Açıklamada; “MEB’in müfredat değişiklikleri ile asıl hedefi düşünmeyen, sorgulamayan itaatkâr nesiller yetiştirmektir” denildi.
Demokratik Eğitim İstiyoruz, ÇEDES'e Hayır, Bilimsel, Laik Eğitim İstiyoruz, Biat Değil, Özgür Düşünce, Müfredat Geri Çekilsin" sloganlarının atıldığı basın açıklamasında konuşan İsmet Akyol şunları söyledi:
"Millî Eğitim Bakanlığı, geçtiğimiz yıllar içinde defalarca değiştirilen, eğitim müfredatında bir kez daha kapsamlı değişiklikler yapmış ve taslak programları yayınlamıştır. 2024/2025 eğitim öğretim yılından itibaren okul öncesi, 1, 5 ve 9. sınıflarda uygulanmaya başlanacak olan müfredat gibi önemli bir konuda yapılan hazırlıklar eğitim alanında örgütlü sendikalar ve kamuoyundan uzak şekilde gerçekleştirilmiştir.
“KAMUOYUNA AÇIK OLMAMASI TEPKİLERİN HAKLILIĞINI ORTAYA KOYMAKTADIR”
Müfredat hazırlıklarının kimler tarafından yapıldığı ve nasıl geliştirildiği, hangi komisyonların ve kurumların (dernek, vakıf vb) bu komisyonlarda görev aldığı, programı geliştiren bireylerin yetkinlikleri ve uzmanlık alanlarının ne olduğu kamuoyu ile açık olarak paylaşılmamıştır.
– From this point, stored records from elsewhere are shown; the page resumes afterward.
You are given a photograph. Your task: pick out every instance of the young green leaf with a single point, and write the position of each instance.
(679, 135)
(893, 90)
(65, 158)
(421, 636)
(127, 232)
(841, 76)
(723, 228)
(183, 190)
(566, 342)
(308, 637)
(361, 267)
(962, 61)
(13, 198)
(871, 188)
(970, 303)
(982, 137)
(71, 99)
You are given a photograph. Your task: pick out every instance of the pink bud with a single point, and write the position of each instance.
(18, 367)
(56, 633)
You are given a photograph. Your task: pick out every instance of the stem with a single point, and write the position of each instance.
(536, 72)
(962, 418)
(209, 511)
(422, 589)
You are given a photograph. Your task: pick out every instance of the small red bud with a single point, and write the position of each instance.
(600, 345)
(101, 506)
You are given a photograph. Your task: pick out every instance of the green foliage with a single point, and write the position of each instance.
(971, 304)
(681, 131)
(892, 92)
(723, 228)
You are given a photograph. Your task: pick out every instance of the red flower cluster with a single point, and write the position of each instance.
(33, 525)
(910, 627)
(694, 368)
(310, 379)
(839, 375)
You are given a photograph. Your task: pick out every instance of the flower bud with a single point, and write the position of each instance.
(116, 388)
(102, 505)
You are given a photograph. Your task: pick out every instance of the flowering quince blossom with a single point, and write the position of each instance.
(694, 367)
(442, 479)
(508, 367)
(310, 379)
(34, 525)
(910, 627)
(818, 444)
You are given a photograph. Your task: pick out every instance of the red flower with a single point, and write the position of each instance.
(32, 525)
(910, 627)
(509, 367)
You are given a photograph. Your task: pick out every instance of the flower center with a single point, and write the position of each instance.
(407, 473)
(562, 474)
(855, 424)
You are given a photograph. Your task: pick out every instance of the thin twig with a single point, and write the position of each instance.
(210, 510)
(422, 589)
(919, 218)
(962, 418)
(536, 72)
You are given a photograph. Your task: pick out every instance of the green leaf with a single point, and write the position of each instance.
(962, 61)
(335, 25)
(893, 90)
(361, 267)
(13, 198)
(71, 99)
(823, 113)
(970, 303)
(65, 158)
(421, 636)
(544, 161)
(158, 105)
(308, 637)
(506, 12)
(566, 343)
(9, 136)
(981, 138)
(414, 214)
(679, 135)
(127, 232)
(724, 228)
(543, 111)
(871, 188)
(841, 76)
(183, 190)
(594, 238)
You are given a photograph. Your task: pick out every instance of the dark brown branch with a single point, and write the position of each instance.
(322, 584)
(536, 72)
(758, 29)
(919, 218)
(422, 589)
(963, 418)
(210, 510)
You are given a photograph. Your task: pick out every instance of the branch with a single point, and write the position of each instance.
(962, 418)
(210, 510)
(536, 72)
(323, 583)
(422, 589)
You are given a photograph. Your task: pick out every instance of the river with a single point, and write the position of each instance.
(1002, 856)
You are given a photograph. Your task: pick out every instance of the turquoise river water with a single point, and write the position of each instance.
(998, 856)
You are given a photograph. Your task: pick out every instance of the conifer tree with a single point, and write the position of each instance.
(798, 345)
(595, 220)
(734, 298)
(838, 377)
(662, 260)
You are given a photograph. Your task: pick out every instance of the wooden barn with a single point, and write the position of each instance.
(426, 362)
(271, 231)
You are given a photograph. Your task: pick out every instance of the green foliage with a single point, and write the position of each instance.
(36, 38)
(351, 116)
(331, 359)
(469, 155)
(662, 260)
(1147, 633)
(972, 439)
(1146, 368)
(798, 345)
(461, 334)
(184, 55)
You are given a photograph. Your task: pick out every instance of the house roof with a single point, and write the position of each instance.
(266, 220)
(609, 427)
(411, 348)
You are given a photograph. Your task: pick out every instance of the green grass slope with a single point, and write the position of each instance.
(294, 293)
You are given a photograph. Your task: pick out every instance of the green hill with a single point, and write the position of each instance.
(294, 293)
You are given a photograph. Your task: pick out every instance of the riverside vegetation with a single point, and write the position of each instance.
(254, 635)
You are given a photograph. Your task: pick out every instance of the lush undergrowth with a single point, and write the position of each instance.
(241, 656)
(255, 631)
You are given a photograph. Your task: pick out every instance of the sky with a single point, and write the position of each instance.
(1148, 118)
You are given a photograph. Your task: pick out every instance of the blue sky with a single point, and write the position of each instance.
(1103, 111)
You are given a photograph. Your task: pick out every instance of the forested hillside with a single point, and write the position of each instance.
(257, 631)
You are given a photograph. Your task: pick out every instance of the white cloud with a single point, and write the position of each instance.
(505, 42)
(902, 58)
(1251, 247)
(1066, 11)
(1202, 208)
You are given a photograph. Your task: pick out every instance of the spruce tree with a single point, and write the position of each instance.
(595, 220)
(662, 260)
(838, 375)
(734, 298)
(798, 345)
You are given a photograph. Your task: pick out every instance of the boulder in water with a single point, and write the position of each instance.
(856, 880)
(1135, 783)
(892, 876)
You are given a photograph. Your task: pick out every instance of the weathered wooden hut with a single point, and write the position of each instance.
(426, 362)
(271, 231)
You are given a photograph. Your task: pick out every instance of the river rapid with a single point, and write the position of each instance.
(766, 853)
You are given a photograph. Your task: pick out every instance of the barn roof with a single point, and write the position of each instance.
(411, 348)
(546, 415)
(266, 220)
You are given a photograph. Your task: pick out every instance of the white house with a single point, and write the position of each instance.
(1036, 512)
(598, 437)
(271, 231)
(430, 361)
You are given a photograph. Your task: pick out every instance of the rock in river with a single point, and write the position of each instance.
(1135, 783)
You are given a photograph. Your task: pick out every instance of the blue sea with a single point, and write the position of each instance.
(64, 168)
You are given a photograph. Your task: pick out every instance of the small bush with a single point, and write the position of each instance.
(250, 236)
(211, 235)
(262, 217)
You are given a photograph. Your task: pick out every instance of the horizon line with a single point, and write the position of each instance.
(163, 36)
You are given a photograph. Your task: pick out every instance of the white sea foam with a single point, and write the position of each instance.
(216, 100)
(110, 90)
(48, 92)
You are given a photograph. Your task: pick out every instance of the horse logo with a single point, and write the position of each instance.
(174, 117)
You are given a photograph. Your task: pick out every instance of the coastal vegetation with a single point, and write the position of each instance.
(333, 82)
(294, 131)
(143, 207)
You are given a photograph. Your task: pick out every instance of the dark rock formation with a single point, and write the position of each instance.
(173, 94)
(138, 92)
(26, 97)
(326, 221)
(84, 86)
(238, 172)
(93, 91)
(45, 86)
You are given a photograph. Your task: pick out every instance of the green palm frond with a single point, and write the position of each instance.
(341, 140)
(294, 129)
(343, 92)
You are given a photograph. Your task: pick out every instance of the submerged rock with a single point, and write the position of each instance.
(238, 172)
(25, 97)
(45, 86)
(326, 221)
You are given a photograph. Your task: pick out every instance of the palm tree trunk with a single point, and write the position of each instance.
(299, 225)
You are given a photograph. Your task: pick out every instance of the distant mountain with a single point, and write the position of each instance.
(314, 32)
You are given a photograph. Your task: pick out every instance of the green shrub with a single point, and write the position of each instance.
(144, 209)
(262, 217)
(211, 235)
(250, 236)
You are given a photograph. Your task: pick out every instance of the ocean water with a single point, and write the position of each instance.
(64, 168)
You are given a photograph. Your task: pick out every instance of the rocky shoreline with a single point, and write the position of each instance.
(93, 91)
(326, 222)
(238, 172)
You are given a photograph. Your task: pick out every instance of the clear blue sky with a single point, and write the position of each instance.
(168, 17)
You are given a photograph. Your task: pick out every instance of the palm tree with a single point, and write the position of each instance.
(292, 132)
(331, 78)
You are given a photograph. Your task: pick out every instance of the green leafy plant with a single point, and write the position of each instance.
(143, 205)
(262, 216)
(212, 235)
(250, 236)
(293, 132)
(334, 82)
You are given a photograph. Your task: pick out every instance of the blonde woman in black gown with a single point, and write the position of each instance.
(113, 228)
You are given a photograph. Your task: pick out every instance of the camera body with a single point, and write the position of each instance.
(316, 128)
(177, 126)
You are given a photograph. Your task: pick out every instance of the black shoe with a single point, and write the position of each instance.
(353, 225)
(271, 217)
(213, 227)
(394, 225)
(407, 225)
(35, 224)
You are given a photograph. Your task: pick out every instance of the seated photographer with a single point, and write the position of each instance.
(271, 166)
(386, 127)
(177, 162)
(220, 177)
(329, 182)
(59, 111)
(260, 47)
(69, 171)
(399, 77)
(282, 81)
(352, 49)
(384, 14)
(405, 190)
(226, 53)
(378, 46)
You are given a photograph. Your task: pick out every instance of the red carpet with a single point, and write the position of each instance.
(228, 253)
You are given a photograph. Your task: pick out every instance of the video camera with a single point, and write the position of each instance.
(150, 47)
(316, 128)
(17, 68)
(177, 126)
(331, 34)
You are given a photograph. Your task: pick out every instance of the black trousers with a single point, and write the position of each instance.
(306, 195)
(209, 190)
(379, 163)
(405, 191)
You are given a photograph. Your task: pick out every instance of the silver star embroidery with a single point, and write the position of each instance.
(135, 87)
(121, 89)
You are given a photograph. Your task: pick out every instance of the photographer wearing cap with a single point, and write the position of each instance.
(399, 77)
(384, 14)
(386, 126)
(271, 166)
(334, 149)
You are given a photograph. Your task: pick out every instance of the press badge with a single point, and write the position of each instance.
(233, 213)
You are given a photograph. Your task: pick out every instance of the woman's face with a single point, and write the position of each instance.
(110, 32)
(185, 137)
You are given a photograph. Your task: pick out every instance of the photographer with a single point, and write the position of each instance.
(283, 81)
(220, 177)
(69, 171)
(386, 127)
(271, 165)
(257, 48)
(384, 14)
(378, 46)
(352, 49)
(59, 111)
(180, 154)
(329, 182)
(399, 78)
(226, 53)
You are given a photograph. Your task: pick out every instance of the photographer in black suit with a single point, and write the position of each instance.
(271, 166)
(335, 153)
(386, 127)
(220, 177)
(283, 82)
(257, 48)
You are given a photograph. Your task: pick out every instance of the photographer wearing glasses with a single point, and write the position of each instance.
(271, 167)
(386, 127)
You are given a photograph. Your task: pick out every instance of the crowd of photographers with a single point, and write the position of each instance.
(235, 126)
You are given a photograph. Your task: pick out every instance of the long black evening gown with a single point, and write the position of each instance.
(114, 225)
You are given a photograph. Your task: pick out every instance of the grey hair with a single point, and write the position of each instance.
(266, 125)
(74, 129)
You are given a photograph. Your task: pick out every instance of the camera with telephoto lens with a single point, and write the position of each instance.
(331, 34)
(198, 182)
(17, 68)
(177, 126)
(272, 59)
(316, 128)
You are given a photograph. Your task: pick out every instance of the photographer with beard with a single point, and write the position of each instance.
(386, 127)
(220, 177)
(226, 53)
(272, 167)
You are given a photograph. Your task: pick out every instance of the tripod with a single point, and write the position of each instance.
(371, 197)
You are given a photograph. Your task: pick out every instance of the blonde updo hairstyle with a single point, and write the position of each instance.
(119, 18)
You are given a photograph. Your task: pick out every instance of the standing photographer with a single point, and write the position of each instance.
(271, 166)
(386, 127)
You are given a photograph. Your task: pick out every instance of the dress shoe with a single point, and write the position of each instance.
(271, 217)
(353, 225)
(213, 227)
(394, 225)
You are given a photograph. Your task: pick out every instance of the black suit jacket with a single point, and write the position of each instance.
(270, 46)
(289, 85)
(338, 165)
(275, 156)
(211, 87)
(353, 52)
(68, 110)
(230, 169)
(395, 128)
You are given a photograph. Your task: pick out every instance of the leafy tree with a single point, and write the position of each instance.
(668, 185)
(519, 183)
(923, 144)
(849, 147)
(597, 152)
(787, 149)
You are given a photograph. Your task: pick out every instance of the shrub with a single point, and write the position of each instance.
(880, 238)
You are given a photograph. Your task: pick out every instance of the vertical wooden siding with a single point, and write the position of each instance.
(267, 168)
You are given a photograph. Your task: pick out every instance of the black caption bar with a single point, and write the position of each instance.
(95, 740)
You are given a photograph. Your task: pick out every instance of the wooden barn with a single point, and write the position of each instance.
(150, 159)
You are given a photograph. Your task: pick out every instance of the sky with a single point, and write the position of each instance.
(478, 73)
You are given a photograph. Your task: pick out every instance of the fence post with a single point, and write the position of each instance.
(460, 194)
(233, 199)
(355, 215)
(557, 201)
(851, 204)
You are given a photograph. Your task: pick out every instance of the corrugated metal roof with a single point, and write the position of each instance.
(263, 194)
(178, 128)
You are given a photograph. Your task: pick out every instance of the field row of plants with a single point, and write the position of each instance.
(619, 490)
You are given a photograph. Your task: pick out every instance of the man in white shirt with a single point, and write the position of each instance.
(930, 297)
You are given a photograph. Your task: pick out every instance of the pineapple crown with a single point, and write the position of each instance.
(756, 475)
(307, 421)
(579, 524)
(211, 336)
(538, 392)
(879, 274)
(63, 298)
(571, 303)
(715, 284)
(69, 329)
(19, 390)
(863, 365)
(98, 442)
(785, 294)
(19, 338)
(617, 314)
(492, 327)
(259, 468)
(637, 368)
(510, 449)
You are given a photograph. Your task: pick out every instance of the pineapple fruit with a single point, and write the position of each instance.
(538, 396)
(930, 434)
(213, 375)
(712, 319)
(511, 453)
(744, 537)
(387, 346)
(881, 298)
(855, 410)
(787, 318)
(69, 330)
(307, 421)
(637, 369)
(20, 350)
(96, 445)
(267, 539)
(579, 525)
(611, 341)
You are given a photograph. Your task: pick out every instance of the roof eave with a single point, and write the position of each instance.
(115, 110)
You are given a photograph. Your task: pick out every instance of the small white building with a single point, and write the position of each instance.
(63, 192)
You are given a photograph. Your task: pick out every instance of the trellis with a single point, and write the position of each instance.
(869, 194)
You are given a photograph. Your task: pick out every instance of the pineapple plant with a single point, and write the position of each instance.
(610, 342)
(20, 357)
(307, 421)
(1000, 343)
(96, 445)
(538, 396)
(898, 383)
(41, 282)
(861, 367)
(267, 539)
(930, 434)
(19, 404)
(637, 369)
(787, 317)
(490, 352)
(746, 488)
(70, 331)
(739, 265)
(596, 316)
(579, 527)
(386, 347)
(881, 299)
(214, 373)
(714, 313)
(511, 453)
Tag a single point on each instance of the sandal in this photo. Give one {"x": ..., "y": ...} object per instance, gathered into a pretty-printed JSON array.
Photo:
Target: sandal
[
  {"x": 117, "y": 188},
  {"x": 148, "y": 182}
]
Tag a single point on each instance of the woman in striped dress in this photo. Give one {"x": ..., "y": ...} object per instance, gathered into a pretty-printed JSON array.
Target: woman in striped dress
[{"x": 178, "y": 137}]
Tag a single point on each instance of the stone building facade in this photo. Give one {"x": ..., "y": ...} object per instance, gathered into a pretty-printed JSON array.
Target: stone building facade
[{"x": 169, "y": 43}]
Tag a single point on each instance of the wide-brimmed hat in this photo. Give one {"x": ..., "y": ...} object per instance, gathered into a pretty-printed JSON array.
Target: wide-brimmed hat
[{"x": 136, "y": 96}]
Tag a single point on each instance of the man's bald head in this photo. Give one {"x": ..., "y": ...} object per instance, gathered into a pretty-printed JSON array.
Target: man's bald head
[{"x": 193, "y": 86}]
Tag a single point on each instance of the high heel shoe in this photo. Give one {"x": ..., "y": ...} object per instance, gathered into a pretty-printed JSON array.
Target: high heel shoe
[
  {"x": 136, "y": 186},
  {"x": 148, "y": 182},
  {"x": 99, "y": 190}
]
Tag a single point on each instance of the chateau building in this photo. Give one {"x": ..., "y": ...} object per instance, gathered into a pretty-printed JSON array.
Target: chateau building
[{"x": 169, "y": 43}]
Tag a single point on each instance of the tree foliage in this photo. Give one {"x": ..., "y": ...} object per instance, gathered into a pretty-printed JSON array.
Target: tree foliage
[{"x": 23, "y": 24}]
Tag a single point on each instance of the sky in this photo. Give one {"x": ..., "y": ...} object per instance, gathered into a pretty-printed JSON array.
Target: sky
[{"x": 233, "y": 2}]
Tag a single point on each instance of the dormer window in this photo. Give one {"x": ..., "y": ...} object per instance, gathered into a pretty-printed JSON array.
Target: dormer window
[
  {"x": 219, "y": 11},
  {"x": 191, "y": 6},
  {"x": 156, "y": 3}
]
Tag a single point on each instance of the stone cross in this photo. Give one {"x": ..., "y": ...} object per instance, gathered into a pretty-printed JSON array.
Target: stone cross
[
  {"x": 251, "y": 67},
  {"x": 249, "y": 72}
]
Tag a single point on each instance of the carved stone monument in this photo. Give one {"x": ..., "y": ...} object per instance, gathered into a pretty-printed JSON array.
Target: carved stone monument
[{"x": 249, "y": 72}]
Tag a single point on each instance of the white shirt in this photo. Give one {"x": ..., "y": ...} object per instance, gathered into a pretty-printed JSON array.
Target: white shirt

Müfredat değişiklik sürecinin kamuoyuna açık ve şeffaf şekilde yürütülmemiş olması yeni müfredata yönelik tepkilerin haklılığını ortaya koymaktadır.
Normal koşullarda müfredat değişikliklerinin içeriğinin ne olacağı, nasıl bir değişiklik önerildiğinin bütün yönleriyle, bilim insanları, eğitim bilimciler ve eğitim sendikalarının görüşleri alınarak, çeşitli yönleriyle tartışılarak belirlenmesi gerekir. Ancak MEB, ülkenin bugünü ve geleceğini yakından ilgilendiren böylesine önemli bir konuda ‘yangından mal kaçırır gibi’ hareket etmiştir. Hazırlıklarının on yıl sürdüğü açıklanan müfredat değişiklikleri için sadece bir hafta değerlendirme süresi belirlenmiş, eleştiri ve öneriler dikkate alınmadan değişiklikler onaylanmıştır.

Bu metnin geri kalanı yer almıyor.